Ashley Cathro
- Cathro in 2025

Personal information
- Full name: Ashley Madison Cathro
- Date of birth: January 19, 2000 (age 26)
- Place of birth: Victoria, British Columbia, Canada
- Height: 5 ft 7 in (1.70 m)
- Position: Defender

Team information
- Current team: AFC Toronto
- Number: 19

Youth career
- Prospect Lake SC
- 2015–2018: Whitecaps FC Girls Elite

College career
- Years: Team / Apps / (Gls)
- 2018–2023: Illinois Fighting Illini / 78 / (0)

Senior career*
- Years: Team / Apps / (Gls)
- 2018: TSS FC Rovers
- 2019: Vancouver Island FC
- 2021: San Antonio Athenians
- 2022: Racing Louisville FC B / 9 / (2)
- 2025–: AFC Toronto / 28 / (0)

International career^{‡}
- 2016-2017: Canada U17 / 7 / (0)
- 2019: Canada U18 / 1 / (0)
- 2018-2021: Canada U20 / 4 / (0)

= Ashley Cathro =

Canadian soccer player (born 2000)

Ashley Madison Cathro (born January 19, 2000) is a Canadian soccer player who plays for AFC Toronto in the Northern Super League.

==Early life==
Cathro began playing soccer at Prospect Lake SC, before later joining the Whitecaps FC Girls Elite and was named the 2016 BC Soccer Youth Player of the Year.

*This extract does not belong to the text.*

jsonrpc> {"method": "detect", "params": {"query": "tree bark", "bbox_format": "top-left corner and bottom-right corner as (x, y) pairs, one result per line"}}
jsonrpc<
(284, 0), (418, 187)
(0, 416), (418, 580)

In 2017, she played for Team British Columbia at the 2017 Canada Summer Games.

==College career==
In 2018, Cathro began attending the University of Illinois Urbana-Champaign, where she played for the women's soccer team. On August 16, 2018, she made her collegiate debut, starting against the North Carolina Tar Heels. At the end of her first season, she was named to the Big Ten Conference All-Freshman Team. She redshirted the 2019 season, extending her eligibility another season. She was a four-time Academic All-Big Ten selection (2019 to 2022) and a Big Ten Distinguished Scholar in 2019-20. Cathro holds the team's record for the most Big Ten starts with 48.

At Illinois, she earned a Bachelor of Science in kinesiology and a Masters in Public Health. Afterwards, she then began a PhD in Community Health. She is published on a peer-reviewed academic journal publication, titled Progress in physical activity research, policy, and surveillance in Canada: The global observatory for physical activity – GoPA!

==Club career==
In the summer during the college offseason, Cathro played with TSS FC Rovers in the Women's Premier Soccer League. In 2019, she joined Vancouver Island FC in the WPSL.

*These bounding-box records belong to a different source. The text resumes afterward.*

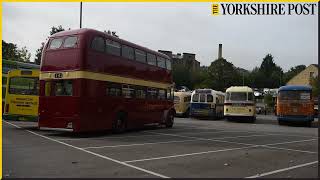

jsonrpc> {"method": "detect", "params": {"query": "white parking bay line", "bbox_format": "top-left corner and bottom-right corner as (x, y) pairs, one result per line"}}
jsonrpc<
(246, 161), (318, 178)
(3, 121), (170, 178)
(83, 134), (268, 149)
(83, 139), (197, 149)
(124, 146), (256, 163)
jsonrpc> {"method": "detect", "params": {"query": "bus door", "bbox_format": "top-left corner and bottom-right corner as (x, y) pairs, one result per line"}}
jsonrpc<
(122, 85), (146, 127)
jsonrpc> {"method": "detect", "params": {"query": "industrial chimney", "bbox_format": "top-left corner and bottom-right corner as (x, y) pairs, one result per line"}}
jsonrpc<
(218, 44), (222, 59)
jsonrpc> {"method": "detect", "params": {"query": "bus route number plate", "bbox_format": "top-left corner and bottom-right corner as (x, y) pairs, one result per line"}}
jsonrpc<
(54, 73), (63, 79)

In 2021, she played for the San Antonio Athenians in the UWS.

In 2022, Cathro played with Racing Louisville FC B in the USL W League.

In January 2025, Cathro signed with Northern Super League club AFC Toronto. She made her debut on May 1, 2025, against Calgary Wild FC.

==International career==
Cathro represented the Canada U17 and Canada U20 including at the 2016 CONCACAF FIFA Women's U17 Championship in Grenada and the 2016 FIFA U-17 Women's World Cup in Jordan. The 2016 Four-Nation Youth Tournament in China PR.

The 2017 U20 Three-Nations Tournament in Australia. The 2018 U20 CONCACAF Championship in Trinidad and Tobago. In 2019, she was selected for an international series at St. George's Park in Burton, England to face Northern Ireland and England.

In February 2017 and November 2021, she was called up to a pair of training camps and friendlies in Mexico with the Canada senior team, but did not make an appearance.